KhronosGroup / OpenCL-CTS

The OpenCL Conformance Tests
Apache License 2.0
185 stars 199 forks source link

question about what guarnatees the correctness of the c11_atomics atomic_flag test #2052

Open karolherbst opened 2 months ago

karolherbst commented 2 months ago

This is the kernel being executed in the first atomic_flag test, but I'm actually wondering what in the OpenCL spec guarnatees that this executes as expected by the CTS.

More specifically, what prevents a thread to race with a thread from a different subgroup on destMemory[cnt]. One thread could enter the iteration for e.g. cnt == 5, while another thread just reached atomic_flag_clear_explicit(&destMemory[cnt], for the same cnt, which means that two threads will enter the critical section, just the second one won't do anything.

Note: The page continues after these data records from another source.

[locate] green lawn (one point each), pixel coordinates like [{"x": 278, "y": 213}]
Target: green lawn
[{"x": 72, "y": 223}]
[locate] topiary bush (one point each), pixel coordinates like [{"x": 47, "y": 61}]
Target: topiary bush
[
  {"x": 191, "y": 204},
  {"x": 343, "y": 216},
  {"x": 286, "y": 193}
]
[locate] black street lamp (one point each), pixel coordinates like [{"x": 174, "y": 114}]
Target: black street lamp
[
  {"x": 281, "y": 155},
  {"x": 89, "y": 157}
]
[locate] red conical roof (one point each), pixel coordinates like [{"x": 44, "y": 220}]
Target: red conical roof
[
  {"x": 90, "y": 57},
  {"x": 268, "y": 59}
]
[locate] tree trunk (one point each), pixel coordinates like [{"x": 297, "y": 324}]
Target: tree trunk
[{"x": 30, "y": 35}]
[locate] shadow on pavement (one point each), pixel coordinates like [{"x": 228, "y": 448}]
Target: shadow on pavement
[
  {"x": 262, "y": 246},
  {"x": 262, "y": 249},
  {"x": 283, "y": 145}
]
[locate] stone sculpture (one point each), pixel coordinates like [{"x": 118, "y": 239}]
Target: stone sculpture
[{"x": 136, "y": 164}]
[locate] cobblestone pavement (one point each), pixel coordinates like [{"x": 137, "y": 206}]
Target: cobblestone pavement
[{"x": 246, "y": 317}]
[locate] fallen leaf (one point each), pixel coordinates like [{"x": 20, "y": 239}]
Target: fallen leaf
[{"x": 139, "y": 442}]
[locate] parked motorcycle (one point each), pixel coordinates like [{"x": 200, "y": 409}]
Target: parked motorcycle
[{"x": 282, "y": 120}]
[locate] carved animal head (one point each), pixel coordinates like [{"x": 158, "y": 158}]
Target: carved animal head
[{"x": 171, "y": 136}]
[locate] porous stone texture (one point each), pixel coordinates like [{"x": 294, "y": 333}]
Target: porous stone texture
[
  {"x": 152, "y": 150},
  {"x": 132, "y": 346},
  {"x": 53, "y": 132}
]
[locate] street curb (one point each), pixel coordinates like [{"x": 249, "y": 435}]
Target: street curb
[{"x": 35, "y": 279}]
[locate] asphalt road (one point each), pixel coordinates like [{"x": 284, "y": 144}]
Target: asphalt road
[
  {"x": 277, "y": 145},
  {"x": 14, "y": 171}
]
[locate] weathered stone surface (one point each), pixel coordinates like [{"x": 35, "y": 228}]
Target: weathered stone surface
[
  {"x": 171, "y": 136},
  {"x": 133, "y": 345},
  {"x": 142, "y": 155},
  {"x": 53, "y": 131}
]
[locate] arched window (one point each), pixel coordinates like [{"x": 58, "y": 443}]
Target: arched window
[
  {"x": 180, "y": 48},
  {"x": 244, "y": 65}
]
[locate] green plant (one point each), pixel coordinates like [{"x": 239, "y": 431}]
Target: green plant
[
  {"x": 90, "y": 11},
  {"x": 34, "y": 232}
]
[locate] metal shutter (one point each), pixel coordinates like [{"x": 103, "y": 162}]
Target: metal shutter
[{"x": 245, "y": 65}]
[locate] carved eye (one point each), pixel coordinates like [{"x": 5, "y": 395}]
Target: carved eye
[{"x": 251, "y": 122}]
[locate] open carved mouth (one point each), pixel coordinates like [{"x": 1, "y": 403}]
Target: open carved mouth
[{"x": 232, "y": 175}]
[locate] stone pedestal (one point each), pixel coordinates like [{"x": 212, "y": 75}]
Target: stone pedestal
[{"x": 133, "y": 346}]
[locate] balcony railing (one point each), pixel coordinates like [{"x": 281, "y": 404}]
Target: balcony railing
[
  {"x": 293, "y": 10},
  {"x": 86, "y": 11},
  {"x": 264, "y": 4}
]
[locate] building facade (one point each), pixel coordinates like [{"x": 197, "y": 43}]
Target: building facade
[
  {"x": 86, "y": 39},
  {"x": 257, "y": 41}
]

I'm seeing this behavior with rusticl on zink on radv and at the moment it's not clear to me if that's my or the CTS' bug. Removing the atomic_flag_clear_explicit(&destMemory[cnt], makes only one thread execute the "criticial section" for each value of cnt, but that fails the test later.

So what's actually guaranteeing the correctness of this test here? Or would this test need to be rewritten? I'm also mildly wondering what clvk did in order to pass this test or if that was never a problem in the first place. I can probably come up with a fix to guarantee that behavior, I'm just wondering if there is some undefined behavior at play here.

Program source:
__kernel void test_atomic_kernel(uint threadCount, uint numDestItems, __global int *finalDest, __global int *oldValues, volatile __local atomic_flag *destMemory)
{
  uint  tid = get_global_id(0);

              // initialize atomics not reachable from host (first thread
              // is doing this, other threads are waiting on barrier)
              if(get_local_id(0) == 0)
                for(uint dstItemIdx = 0; dstItemIdx < numDestItems; dstItemIdx++)
                {
                  if(finalDest[dstItemIdx])
                    atomic_flag_test_and_set_explicit(destMemory+dstItemIdx,
                                                      memory_order_relaxed,
                                                      memory_scope_work_group);
                  else
                    atomic_flag_clear_explicit(destMemory+dstItemIdx,
                                               memory_order_relaxed,
                                               memory_scope_work_group);    }
  barrier(CLK_LOCAL_MEM_FENCE);

  uint cnt, stop = 0;
  for(cnt = 0; !stop && cnt < threadCount; cnt++) // each thread must find critical section where it is the first visitor
  {
    bool set = atomic_flag_test_and_set_explicit(&destMemory[cnt], memory_order_relaxed, memory_scope_work_group);
    atomic_work_item_fence(CLK_LOCAL_MEM_FENCE | CLK_GLOBAL_MEM_FENCE, memory_order_acquire,memory_scope_work_group);
    if (!set)
    {
      uint csIndex = get_enqueued_local_size(0)*get_group_id(0)+cnt;
      // verify that thread is the first visitor
      if(oldValues[csIndex] == 1000000000)
      {
        oldValues[csIndex] = tid; // set the winner id for this critical section
        stop = 1;
      }
      atomic_work_item_fence(CLK_LOCAL_MEM_FENCE | CLK_GLOBAL_MEM_FENCE, memory_order_release,memory_scope_work_group);
      atomic_flag_clear_explicit(&destMemory[cnt], memory_order_relaxed, memory_scope_work_group);
    }
  }

  // Copy final values to host reachable buffer
  barrier(CLK_LOCAL_MEM_FENCE);
  if(get_local_id(0) == 0) // first thread in workgroup
    for(uint dstItemIdx = 0; dstItemIdx < numDestItems; dstItemIdx++)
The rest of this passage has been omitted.